— За что обиделся?
— За мораль тебе, за Цалю…
— Нет, нет, спасибо, извини… — пробормотал привычные слова Жолуд и снова погрузился в то болезненно-гнетущее состояние, в которое вогнал его Мережко требованием извиниться перед Цалей, а главное — таким холодным, неприязненным тоном.
Так всегда бывает, когда уважаешь человека, более того — стараешься заслужить его расположение, а он вот так ни с того ни с сего осадит тебя. Да еще из-за кого? Из-за Цали, пустячного человечка, которого уже давно при случае любой пинает. А Мережко, хоть и проявил себя психологом в своих произведениях, так и не понял того, что сам Цаля оскорбил его, Жолуда, обвинив чуть ли не в спекуляции этой самой верблюжьей шерстью. «Все ею понабивал…» А он ведь и купил-то всего лишь целлофановый кулек да то, что вошло в «дипломат»…
Виталий был человеком впечатлительным, и чем больше думал о происшедшем, тем тягостнее становилось у него на душе. И только чуть-чуть в ней просияло, когда вспомнил Марину, имевшую кое-какое отношение к этой истории.
Марина всегда просила привезти ей что-нибудь модное, вот и приходилось, бывая в командировках, изрядно помотаться, применяя всю свою изобретательность, чтобы достать то, что она требовала. А тут такая пустяковая просьба: необработанная, пыльная верблюжья шерсть, которая и стоит-то копейки, и достать ее не представляло никакого труда…
Любил ли он Марину? Все, в том числе и она, считали, что любил. Сам же Виталий вряд ли смог бы ответить на этот вопрос. Скорее всего, любви настоящей пока что не было, но увлекся он девушкой «капитально». В этом, пожалуй, тоже проявилось его болезненное самолюбие: хотелось иметь все лучшее, даже девушку, возбуждать у других пусть небольшую, но зависть. Когда Виталий шел с Мариной по улице, все пижоны оглядывались, когда она появлялась в Доме кино и на виду у всех направлялась к нему — рыжеволосая, голубоглазая красавица в бирюзовом брючном костюме, туго облегавшем ее точеную фигурку, — сердце его наполнялось сладкой сытостью тщеславия.
Она, как и почти все красавицы, не блистала особым умом, но, вопреки сложившемуся мнению о красивых женщинах, была добра и простодушна, бескорыстна и по-детски непосредственна. На студию в монтажный цех Марина пришла после десятилетки, тут же и познакомилась с Жолудом. Виталий был у нее первым, кого она полюбила, испорченность «студийной мишуры» еще не коснулась ее, разве только в отношении страстного поклонения моде, падкости на экзотические тряпки, но он не считал это пороком, сам все это любил и был даже рад, что у нее так мгновенно выработался вкус ко всему «суперсовременному», броскому.
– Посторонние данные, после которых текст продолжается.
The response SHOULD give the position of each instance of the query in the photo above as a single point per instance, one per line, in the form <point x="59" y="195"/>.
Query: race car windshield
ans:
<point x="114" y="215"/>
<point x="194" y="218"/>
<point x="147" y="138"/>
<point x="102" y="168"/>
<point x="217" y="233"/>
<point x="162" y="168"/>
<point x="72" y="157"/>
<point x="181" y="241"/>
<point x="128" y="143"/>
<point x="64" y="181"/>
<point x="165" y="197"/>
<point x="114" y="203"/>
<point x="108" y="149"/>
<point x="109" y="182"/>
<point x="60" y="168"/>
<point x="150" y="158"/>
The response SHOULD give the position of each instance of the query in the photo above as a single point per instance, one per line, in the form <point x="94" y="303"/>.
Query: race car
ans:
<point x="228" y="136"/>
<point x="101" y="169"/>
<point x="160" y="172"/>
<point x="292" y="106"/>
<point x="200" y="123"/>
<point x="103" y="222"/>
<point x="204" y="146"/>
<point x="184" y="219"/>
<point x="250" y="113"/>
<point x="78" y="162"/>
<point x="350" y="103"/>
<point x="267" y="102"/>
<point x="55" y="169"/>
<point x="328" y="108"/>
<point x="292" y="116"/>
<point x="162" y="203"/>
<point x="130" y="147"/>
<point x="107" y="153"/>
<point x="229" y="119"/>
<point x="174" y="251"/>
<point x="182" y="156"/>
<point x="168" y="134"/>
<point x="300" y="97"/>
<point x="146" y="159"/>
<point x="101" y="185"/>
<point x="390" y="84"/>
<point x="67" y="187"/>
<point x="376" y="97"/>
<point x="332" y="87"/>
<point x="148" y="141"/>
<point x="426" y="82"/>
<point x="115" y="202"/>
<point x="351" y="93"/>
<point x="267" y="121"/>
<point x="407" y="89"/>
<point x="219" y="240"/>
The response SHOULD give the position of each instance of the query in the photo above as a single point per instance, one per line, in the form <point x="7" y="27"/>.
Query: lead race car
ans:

Он ревновал ее, когда ей приходилось работать на студии в ночную смену с молодыми, но уже известными режиссерами, когда бывал в командировках, а особенно когда уезжала на съемки она. Вспомнив об этом, Жолуд и сейчас ощутил в груди терпкий холодок тоски. Просил же он Коберского взять ее в группу, но у Аникея Владимировича свои монтажницы, он в этом отношении консервативно постоянен.
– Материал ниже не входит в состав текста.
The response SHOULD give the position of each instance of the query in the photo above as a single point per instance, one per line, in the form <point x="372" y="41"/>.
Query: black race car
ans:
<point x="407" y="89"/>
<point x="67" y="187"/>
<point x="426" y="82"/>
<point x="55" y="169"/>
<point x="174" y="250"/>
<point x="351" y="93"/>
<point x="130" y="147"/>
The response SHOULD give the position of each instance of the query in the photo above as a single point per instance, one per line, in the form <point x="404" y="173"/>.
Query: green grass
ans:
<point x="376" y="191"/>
Даже один из первых рассказов Жолуда был о ней и о себе, о том, как молодой «киношный супермен» встретил растерявшуюся, заблудившуюся в многочисленных коридорах и переходах студии девчонку, как тут же назначил ей свидание и как это случайное знакомство переросло в большую любовь. Однако два журнала, куда Жолуд посылал рассказ, вернули его, похвалив, но не напечатав…
А в компаниях, в том кругу, где постоянно вращался Жолуд, его произведения нравились. Приятели, как и он сам, верили, что придет время — и его рассказы, сценарии увидят свет. Во всяком случае, Жолуд со временем станет позначительнее Мережко, напишет что-нибудь такое, что сделает его знаменитым. Уж очень не хотелось ему быть серым, обыкновенным…
Машина остановилась. Саид привычно доложил:
— Начальник, приехали.
В кафе была страшная духота, приторно пахло нагретыми дигами. Массовка сидела на своих местах. Коберский и Савостин стояли рядом и что-то негромко обсуждали.
— Зря мотался, — сказал Савостин Жолуду, кивнув на «дипломат», — уже обошлись без него.
Коберский едва сдерживал радостное волнение:
— Тут по ходу одна сценка придумалась. С автором и куратором мы утрясем потом, думаю, они не будут возражать… Короче, вводим официанта, нужен актер. Срочно, немедленно, понял?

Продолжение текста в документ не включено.